After winning re-election in 2014 with nearly 73 percent of the votes against Democrat Danny Grant, Graves faces two Republican challengers, Allan Levene of Rome and Mickey Tuck of Silver Creek, in the May 24 primary election.
“We’re really excited about the support we have throughout the district,” Graves said. “It’s truly just based upon my representation in the district. I’m still the same person whom they elected the first time. Our goals are simple.”
For Graves, his unchanged priorities include reining in out-of-control spending. Congress has cut almost $200 billion in discretionary spending and has reduced the nation’s deficit by three-quarters from its post-Great Recession peak, Graves said.
“We have a history of being able to do that and get that done,” the congressman said. “There’s clearly a lot more we have to do and must do. That’s going to take courage from a lot of members (of Congress) and a new president to move forward and reform the way the government operates.”
While Graves said his votes on bills may not make every member of the 14th District happy, he said he weighs every issue based on his goals of lowering taxes, reducing the size of government and strengthening families.
“My role as a representative is to evaluate the facts and balance that through the decision-making process based on the facts and the truth before me, then cast a vote,” Graves said. “That’s what I’ve done very consistently. Clearly, that’s not easy for everyone to do. Those are tough decisions, and oftentimes you’re in opposition to your own party.”

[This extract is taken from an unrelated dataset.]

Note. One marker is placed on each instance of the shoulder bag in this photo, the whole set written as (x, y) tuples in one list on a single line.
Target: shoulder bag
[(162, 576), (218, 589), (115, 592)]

Another issue facing Congress now and in the future is the country’s foreign policy, something that Graves said doesn’t exist right now because of a lack of directive from President Barack Obama’s administration.
“Strengthening our national defense and creating that world leader presence is needed right now,” Graves said.
It’s also important for the United States to continue supporting friends overseas, especially Israel, which he said is one of the United States’ greatest allies. Graves said the United States currently sends Israel the amount of funding requested by the Jewish state.
“We must stand strong with them and support them in their efforts for peace,” said Graves, who has visited Israel several times. “They’re surrounded by many nations here who are not supportive and are their enemies. It’s very important to support them not just from a financial perspective, but from a military perspective. It’s a great journey to be on and see the true conflict that surrounds them, and yet the resilience and determination that the people have is encouraging to me.”